Voet specialized in half-length portraits, in which all attention is concentrated on the subject, who emerges from a neutral, dark background. Voet's subjects usually have a reflective expression and very striking, memorable eyes, always large and evocative. He concentrated on decorative elements such as the hair and clothing of the characters. His paintings appear to have been executed with an effortless accuracy and a fluid ease. He was also noted as a painter of miniature portraits.
It is likely that the works of the portrait painters Carlo Maratta and Pierre Mignard who were active in Rome at the same time as Voet inspired the comparable elegance of his style, which he combined with the Flemish attention to detail.
Voet painted a few portraits in a genre that was popular in Flanders at the time: the portrait in garland paintings. Garland paintings are a special type of still life developed in Antwerp by artists such as Jan Brueghel the Elder, Hendrick van Balen, Frans Francken the Younger, Peter Paul Rubens and Daniel Seghers. They typically show a flower garland around a devotional image or portrait. Garland paintings were usually collaborations between a still life and a figure painter. Close collaboration between artists with different specialities was also a common practice in Rome.

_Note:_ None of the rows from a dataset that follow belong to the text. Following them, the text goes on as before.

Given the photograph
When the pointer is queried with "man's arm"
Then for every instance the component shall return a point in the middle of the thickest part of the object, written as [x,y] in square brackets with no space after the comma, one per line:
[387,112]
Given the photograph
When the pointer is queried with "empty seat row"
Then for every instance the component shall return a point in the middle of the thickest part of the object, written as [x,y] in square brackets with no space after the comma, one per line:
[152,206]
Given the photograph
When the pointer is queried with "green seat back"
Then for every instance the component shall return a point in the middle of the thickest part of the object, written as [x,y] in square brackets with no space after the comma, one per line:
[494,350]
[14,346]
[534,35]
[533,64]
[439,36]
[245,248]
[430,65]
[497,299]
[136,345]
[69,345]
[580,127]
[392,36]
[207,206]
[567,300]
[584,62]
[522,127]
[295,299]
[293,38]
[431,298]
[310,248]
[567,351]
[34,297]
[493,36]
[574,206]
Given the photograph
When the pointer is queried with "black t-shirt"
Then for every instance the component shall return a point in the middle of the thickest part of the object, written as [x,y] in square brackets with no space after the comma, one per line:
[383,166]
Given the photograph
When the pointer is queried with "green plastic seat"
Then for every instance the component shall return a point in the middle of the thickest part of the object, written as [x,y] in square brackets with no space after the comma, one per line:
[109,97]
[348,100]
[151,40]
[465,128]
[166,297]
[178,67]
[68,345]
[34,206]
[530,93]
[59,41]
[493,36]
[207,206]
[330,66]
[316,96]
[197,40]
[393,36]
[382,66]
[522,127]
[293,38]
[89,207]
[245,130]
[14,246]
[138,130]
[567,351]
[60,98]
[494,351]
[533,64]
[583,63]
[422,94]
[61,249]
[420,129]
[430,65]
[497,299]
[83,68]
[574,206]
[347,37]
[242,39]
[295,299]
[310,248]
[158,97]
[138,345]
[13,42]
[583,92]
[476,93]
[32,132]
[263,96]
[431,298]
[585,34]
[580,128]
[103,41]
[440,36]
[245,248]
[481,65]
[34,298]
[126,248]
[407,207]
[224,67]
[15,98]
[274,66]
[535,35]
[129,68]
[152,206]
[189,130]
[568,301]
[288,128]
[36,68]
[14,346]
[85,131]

There are two portrait paintings attributed to Voet that use the portrait in a garland device. They are portraits of women, one in a garland of flowers, the other in a garland of fruit. The :File:Jacob Ferdinand Voet, Mario Nuzzi - Portrait of a lady, traditionally identified as a member of the Colonna family.jpg|Portrait of a lady, traditionally identified as a member of the Colonna family was originally in the Colonna collection and as a result it is believed it depicts a member of the Colonna family. As in other garland paintings, the garland can be seen as carrying various symbolic connotations. The flowers allude to the sitter's beauty and youth, which are in full bloom. A branch of lilies, depicted in the upper right, refers to her chastity.
Voet's works were widely disseminated through copies by the Roman painter Pietro Veglia and engravings by the Flemish engraver Albertus Clouwet. The Roman publisher Giovanni Giacomo Rossi included Voet's portraits of Cardinals in the publication Effigies Cardinalium nunc viventum.